Early breaking of iterator

Hi,
often I want to do some operations on a collection, but want to interupt on first Error or on first occurence of some condition and return it as e.g. here:

fn example(s: &str) -> bool {
  let sum = s.chars()
    .map(|c| if is_valid(c) { c } else { return false })
    .map(|c| some_function(c))
    .filter(|c| another_function(c))
    .sum();
  .....
}

or in cases as here

fn example(s: &str) -> bool {
  let sum = if let Some(v) = s.chars()
    .check(|c| is_valid(c))
    .map(|c| some_function(c))
    .filter(|c| another_function(c))
    .sum() {
    v
  } else {
    return false
  };
  .....
}

One could obviously and easily implement each case with loops instead of iterators, but I'd like to know if there is an idiomatic way to implement both cases using an iterator.

Iterator::take_while

1 Like

You could use itertools::process_results.

Something like:

fn example(s: &str) -> bool {
  let sum = if let Some(v) = process_results(s.chars()
    .map(|c| is_valid(&c).then(|| c).ok_or(())), |iter| iter
    .map(|c| some_function(c))
    .filter(|c| another_function(c))
    .sum()).ok() {
    v
  } else {
    return false
  };
  .....
}

In case this doesn’t compile, give me a complete code example with the missing definitions added and I can debug it.


The let sum = if let Some(v) = … { v } else { return … }; thing will eventually become syntactically nicer at some point in the future when the recently accepted RFC 3137 gets implemented and stabilized.

In the meantime, I would probably re-use the same variable name though, so let sum = if let Some(sum) = … { sum } else { return … };

1 Like

Thanks, but the problem here, is that it takes all elements until the condition arrises and lets them further evaluate.
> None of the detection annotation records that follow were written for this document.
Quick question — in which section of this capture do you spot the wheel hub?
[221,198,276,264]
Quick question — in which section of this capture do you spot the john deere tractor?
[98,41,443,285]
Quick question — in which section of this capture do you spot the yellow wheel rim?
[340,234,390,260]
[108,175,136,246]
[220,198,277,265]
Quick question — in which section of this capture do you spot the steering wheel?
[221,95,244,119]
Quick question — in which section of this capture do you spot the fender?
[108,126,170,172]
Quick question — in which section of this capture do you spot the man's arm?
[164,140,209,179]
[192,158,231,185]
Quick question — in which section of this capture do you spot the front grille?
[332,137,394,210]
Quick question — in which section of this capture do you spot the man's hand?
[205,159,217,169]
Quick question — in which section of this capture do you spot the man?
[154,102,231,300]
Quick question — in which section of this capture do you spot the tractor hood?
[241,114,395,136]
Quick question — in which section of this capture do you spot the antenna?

The problem I have is, that I want to check the whole collection for some condition and if the condition is satisfied, do calculation on it.
Hence one could first s.chars().any(|c| is_valid(c)) and then do the calculations, but then one has to go through the iterator at least twice.

Another approach looks like

fn example(s: &str) -> bool {
  let sum = if let Some(v) = s.chars()
    .map(|c| is_valid(&c).then(|| c))
    .map(|c| c.map(some_function))
    .filter(|c| c.as_ref().map_or(true, another_function))
    .sum() {
    v
  } else {
    return false
  };
  .....
}

and it uses the Sum impl for Option. The map and filter where somewhat changed in order to be aware of the Option-typed iterator items. In particular, note that the filter must make sure to retain any None values.

1 Like

Okay, that looks very useful and very powerful. Thank you.

Wouldn't a function like check(), as in my second example make a lot of sense for rusts std-library for iterators. Because that way, it would allow easy use of Option, Result and more in iterators in a clean and performant way.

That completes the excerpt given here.